Introduction to Processes¶

An executing program or job
Components
- Memory address space
- Program image
- Handles to files
- Interprocess communication
Every process has a parent
- top most process in UNIX is “init”
- Windows top most processes are:
  - system.exe - OS kernel
  - csrss.exe - handles user mode win32 calls
  - wininit.exe - manages system services
  - explorer.exe - OS shell
  - winlogin.exe - OS login service

Process Memory Layout¶

Text - machine instructions of a program.
Data - initialized static data and constants
BSS - uninitialized static data
Heap - dynamic memory of a process
- one or more per process
Stack - local variables, call stack, return values
- one per thread for kernel mode threads
- one per n-threads for user mode threads
layout of and allocation of text, data, bss, and initial values for first thread’s stack and heap are the responsibility of the loader
management of stack and heap are through the process’s runtime library and program instructions

Process Memory Layout¶

Memory Layout¶

Multithreaded Memory Layout¶

Memory Layout for Multithreaded Programs¶

Preliminaries¶

Code for examples in maintained at https://github.com/gkthiruvathukal/systems-code-examples
You can use git clone https://github.com/gkthiruvathukal/systems-code-examples to clone to a folder systems-code-examples.
All subsequent examples that are full-working demonstrations will be referenced as systems-code-examples/<example-name>.
To run examples, make sure you have gcc, cmake, and make on your computer.
We only have tested on Ubuntu Linux, MacOS, and Windows Subsystem for Linux 2 (with Ubuntu 20.04 LTS). Most others should work.

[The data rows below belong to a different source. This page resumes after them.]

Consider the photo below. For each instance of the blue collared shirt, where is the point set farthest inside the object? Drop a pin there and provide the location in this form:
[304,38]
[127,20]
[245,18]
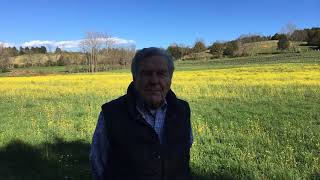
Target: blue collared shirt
[98,156]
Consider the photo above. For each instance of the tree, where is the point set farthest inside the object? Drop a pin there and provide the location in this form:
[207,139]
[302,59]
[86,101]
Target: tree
[43,50]
[58,50]
[299,35]
[199,46]
[283,42]
[175,51]
[314,37]
[21,51]
[91,46]
[5,60]
[276,36]
[217,49]
[288,29]
[231,48]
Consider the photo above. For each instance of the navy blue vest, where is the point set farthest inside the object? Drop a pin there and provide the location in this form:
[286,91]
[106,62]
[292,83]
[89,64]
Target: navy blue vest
[135,151]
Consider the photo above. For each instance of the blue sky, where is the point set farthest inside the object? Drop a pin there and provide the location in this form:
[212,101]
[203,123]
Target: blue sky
[149,22]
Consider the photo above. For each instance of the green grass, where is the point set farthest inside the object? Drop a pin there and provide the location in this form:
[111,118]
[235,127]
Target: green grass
[253,118]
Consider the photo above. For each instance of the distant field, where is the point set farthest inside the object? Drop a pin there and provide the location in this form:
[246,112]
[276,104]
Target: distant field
[253,118]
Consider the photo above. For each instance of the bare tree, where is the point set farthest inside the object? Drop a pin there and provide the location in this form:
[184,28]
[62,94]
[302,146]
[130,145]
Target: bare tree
[288,29]
[91,45]
[5,60]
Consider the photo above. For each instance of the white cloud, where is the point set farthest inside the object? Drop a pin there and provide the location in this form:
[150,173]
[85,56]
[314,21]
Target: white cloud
[73,44]
[5,44]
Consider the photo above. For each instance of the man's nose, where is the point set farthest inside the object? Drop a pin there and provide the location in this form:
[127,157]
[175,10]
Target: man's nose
[154,78]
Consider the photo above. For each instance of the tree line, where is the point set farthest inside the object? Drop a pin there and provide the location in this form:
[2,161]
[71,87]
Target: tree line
[99,52]
[234,47]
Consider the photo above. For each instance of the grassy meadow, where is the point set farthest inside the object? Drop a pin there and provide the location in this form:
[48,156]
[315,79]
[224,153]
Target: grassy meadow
[253,118]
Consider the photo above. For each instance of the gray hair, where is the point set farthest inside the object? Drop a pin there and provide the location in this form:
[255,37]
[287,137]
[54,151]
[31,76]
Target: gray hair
[149,52]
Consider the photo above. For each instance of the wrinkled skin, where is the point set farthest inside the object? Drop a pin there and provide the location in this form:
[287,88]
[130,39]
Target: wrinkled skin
[153,80]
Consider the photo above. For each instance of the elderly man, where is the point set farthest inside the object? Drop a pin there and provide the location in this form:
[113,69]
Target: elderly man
[145,134]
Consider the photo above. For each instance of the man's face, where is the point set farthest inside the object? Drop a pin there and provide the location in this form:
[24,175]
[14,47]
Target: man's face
[153,80]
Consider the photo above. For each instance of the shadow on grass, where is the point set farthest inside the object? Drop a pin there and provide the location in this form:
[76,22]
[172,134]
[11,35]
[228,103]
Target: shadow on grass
[58,160]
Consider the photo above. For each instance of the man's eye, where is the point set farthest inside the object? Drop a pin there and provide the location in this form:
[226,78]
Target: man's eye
[162,73]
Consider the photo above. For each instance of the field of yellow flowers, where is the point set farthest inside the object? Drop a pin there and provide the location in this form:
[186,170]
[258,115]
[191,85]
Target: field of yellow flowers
[258,121]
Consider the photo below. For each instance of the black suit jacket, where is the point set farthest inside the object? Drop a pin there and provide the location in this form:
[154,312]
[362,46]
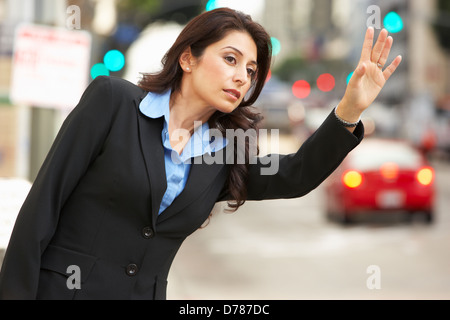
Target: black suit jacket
[94,203]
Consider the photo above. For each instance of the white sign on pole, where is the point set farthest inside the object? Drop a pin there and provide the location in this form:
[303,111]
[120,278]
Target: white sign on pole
[50,66]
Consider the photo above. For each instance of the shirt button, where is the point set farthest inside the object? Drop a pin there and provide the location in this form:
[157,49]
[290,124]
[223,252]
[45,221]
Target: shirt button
[131,269]
[147,232]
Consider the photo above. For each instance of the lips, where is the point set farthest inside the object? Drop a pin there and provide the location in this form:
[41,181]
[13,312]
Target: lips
[233,93]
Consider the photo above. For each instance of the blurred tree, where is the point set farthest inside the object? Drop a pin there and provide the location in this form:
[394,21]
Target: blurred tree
[146,6]
[442,23]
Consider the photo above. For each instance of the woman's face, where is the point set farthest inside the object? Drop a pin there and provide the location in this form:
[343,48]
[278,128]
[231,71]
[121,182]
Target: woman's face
[221,77]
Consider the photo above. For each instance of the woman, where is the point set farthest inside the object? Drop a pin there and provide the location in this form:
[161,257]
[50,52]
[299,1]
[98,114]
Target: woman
[121,188]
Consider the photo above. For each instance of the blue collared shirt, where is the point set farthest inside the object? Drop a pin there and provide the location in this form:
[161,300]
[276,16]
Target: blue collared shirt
[177,165]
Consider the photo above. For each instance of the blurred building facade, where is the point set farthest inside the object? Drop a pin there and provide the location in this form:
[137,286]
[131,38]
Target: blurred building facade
[314,30]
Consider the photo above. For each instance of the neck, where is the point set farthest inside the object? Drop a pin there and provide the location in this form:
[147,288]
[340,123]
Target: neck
[185,111]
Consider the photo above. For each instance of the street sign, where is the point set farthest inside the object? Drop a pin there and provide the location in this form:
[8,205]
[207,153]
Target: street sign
[50,66]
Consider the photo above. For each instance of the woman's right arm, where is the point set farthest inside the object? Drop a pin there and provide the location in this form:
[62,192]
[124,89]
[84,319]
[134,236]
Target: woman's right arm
[78,142]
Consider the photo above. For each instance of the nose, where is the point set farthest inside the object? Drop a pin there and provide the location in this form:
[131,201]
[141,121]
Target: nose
[241,76]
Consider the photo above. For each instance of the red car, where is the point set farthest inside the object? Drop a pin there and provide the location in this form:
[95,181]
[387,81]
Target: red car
[381,175]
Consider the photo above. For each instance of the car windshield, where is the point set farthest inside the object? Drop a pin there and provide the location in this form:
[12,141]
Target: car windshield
[372,156]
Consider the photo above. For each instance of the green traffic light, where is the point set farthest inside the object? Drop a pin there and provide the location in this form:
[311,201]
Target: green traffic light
[393,22]
[114,60]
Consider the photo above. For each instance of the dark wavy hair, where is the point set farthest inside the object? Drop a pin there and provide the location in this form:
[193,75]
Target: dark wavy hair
[202,31]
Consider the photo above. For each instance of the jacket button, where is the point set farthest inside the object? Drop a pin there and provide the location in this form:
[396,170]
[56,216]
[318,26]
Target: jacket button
[147,233]
[131,269]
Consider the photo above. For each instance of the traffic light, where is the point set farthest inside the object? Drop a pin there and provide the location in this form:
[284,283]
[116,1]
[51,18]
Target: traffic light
[114,60]
[393,22]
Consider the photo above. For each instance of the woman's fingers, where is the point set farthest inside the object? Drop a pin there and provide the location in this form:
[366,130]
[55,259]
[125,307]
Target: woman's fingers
[367,45]
[379,46]
[392,67]
[386,50]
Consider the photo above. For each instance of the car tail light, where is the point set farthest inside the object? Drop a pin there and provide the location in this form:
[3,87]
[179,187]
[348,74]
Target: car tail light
[425,176]
[389,170]
[352,179]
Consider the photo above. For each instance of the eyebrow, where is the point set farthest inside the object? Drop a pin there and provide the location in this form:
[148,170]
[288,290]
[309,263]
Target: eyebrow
[240,53]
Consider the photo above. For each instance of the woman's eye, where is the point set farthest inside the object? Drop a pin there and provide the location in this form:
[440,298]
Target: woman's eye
[231,59]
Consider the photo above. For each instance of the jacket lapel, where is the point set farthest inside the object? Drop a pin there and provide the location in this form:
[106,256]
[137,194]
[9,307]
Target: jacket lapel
[153,152]
[203,171]
[201,175]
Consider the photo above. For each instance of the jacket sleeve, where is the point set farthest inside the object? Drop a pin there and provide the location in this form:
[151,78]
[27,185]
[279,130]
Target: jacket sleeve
[289,176]
[79,140]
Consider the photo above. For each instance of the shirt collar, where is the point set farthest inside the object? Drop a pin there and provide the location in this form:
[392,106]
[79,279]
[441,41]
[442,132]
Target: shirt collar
[156,105]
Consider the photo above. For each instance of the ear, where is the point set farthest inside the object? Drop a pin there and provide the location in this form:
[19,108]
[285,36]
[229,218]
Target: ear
[187,60]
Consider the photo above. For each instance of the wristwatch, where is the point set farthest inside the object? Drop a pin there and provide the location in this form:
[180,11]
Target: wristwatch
[346,123]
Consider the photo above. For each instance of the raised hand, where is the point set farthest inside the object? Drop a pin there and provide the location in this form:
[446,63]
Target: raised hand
[369,77]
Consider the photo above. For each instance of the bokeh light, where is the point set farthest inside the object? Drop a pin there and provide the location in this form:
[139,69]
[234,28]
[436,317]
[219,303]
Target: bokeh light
[114,60]
[301,89]
[393,22]
[326,82]
[99,69]
[269,75]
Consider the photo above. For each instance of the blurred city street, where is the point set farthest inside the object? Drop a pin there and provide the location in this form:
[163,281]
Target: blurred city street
[51,50]
[286,249]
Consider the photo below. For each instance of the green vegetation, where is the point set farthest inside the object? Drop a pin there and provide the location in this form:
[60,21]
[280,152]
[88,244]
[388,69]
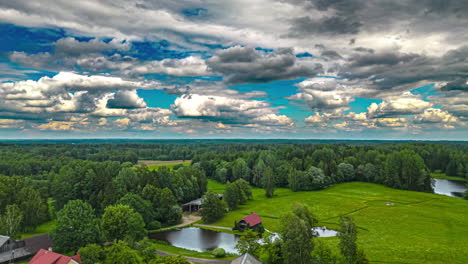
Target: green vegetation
[168,164]
[79,217]
[444,176]
[213,207]
[418,228]
[42,229]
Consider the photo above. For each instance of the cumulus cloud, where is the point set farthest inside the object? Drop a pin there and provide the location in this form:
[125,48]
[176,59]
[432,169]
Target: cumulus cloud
[395,106]
[247,65]
[126,99]
[67,93]
[327,94]
[228,110]
[434,115]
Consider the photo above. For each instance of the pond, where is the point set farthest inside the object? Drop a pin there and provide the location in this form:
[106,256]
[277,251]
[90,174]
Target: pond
[324,232]
[449,187]
[198,239]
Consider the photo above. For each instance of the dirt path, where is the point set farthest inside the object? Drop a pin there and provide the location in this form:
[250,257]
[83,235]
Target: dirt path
[188,219]
[217,227]
[197,260]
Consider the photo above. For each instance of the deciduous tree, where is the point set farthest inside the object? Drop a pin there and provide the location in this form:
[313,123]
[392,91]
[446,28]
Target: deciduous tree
[77,226]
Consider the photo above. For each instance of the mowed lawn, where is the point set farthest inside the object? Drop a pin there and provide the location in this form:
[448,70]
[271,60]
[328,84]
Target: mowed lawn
[156,164]
[418,228]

Examine Process Layout Example¶

Most of our examples are written in C with some C++.
Getting the code

git clone https://github.com/gkthiruvathukal/systems-code-examples cd systems-code-examples/c_intro

Generate the Makefile using cmake:

$ cd c_intro
$ cmake .
-- The C compiler identification is GNU 9.3.0
-- The CXX compiler identification is GNU 9.3.0
-- Check for working C compiler: /usr/bin/cc
-- Check for working C compiler: /usr/bin/cc -- works
-- Detecting C compiler ABI info
-- Detecting C compiler ABI info - done
-- Detecting C compile features
-- Detecting C compile features - done
-- Check for working CXX compiler: /usr/bin/c++
-- Check for working CXX compiler: /usr/bin/c++ -- works
-- Detecting CXX compiler ABI info
-- Detecting CXX compiler ABI info - done
-- Detecting CXX compile features
-- Detecting CXX compile features - done
>> Linux
-- Configuring done
-- Generating done
-- Build files have been written to: /home/gkt/Work/systems-code-examples/c_intro

Run make to crate the executable:

$ make
Scanning dependencies of target c-intro-demo
[ 20%] Building CXX object CMakeFiles/c-intro-demo.dir/main.cc.o
[ 40%] Building CXX object CMakeFiles/c-intro-demo.dir/debug.cc.o
[ 60%] Building CXX object CMakeFiles/c-intro-demo.dir/list.cc.o
[ 80%] Building CXX object CMakeFiles/c-intro-demo.dir/tests.cc.o
[100%] Linking CXX executable bin/c-intro-demo
[100%] Built target c-intro-demo

Note that for all of our examples, the output executable appears in the bin subdirectory.
Note also that almost all of our examples use cmake and make as shown here.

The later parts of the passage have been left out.